In the heart of the gospel, the gospel writer used three different teachings to present what is involved in being a follower of Jesus.

The foundational teachingfound in Mark 8:34-37—described discipleship as learning from Jesus a different way of thinking and living—follow me. This different way of thinking and living puts a disciple at odds with the way the world thinks and functions. Following the teachings of Jesus, the disciple lives as an insurrectionist against the ways of the world—take up their cross. In addition, following the ways Jesus taught leads a disciple to surrender the identity s/he created by following the way the world thinks and functions—deny themselves.

The second teaching—found in Mark 9:33-37—clarifies the foundational teaching by identifying a servant spirit as the heart of discipleship. “Whoever wants to be first must be last of all and servant of all” (Mark 9:35).
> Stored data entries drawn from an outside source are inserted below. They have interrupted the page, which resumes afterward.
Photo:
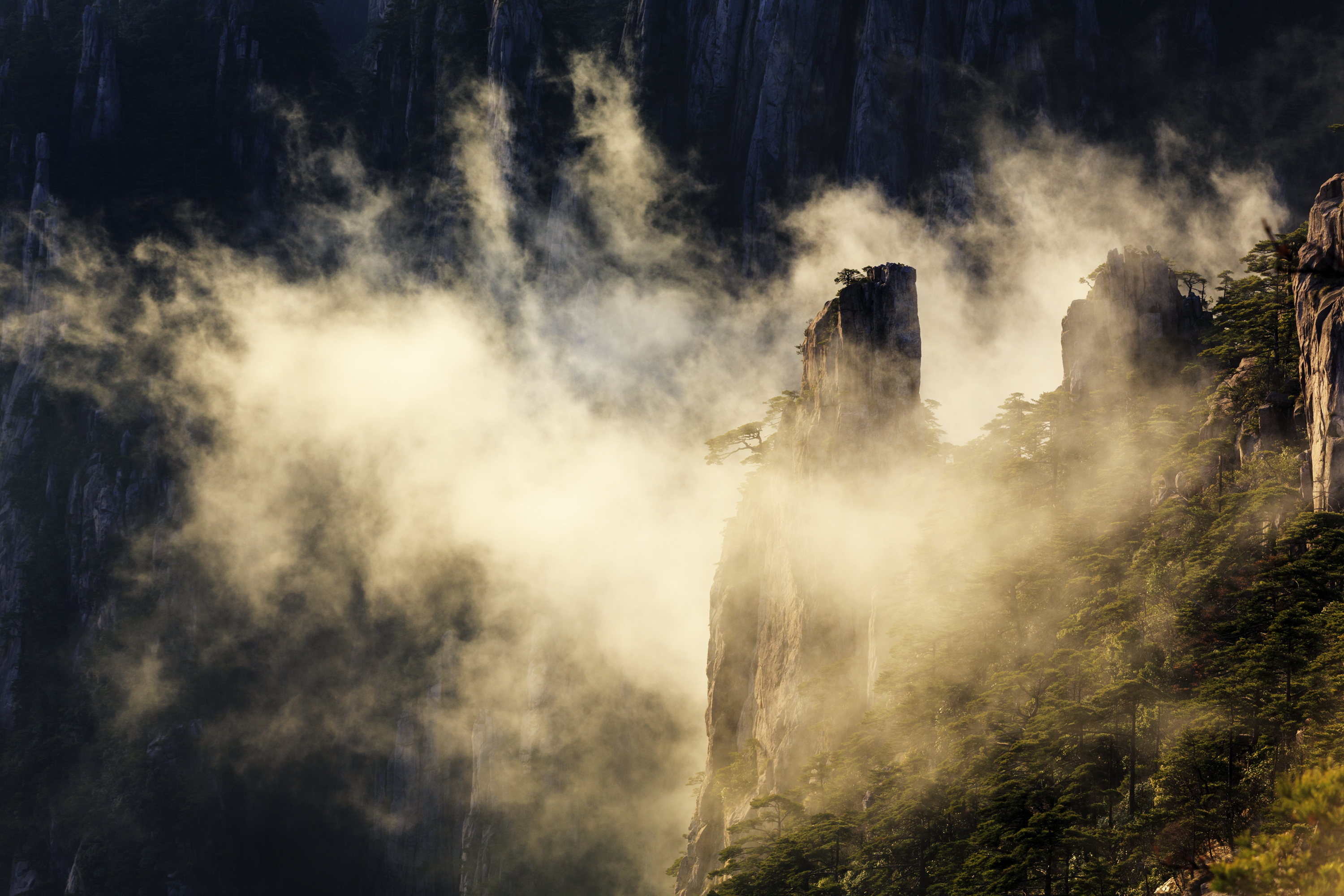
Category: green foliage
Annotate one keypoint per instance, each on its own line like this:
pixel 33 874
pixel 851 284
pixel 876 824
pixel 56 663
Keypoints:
pixel 1256 316
pixel 749 436
pixel 1303 849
To be a follower of Jesus is to live as a servant of others.

In the third teaching—Mark 10:32-45—the gospel writer clarified what it means to live out of a servant spirit. He refined his definition of discipleship to a single issue: how power is used.

The occasion of this teaching was a conflict among the disciples sparked by James and John. The two brothers had requested the right—as his cousins—to be Jesus’s two most trusted advisors when he established his kingdom. “Grant us to sit, one at your right hand and one at your left, in your glory” (Mark 10:37). Their crass attempt to be granted positions of power and the angry reaction by the other ten opened the door for Jesus to talk about how power is used in the kingdom.

Jesus began by describing how power is used “among the Gentiles” —that is, by those who do not know God or the ways of God. “You know that among the Gentiles those whom they recognize as their rulers lord it over them, and their great ones are tyrants over them” (Mark 10:42). The way power is used in the world is over, down against, for personal benefit, at the other’s expense. In the world, those in positions of authority exercise power over those beneath them in the hierarchy—lord it over. They target those beneath them, using power down against them—tyrants over them. They are self-serving in how they use power. They use it for personal benefit at the expense of those they lord it over.

Jesus was adamant that the world’s way of using power was not to be how his followers used power. “It is not so among you” (Mark 10:43). Instead, his followers were to use power the way he used power—to serve. “Whoever wishes to become great among you must be your servant, and whoever wishes to be first among you must be slave of all. For the Son of Man came not to be served but to serve, and to give his life a ransom for many” (Mark 10:43-35).

To serve is to come alongside another as opposed to standing over them. It is to use power on the other’s behalf as oppose to using power down against them. It is to use power to address the other’s need as opposed to using power for personal benefit. All of this is done at personal cost for the follower of Jesus rather than at the expense of the other.

For the gospel writer, using power to serve was the bottom line of discipleship. All discipleship is ultimately evaluated by this bottom line: is power used to address the needs of others? Is power used to serve?

The story of the disciples as told in the gospel of Mark presents discipleship as learning from Jesus a different way of thinking and living—a way that is at odds with the way the world functions. A servant spirit is the heart of that different way of thinking and living. Its bottom line is using power to serve.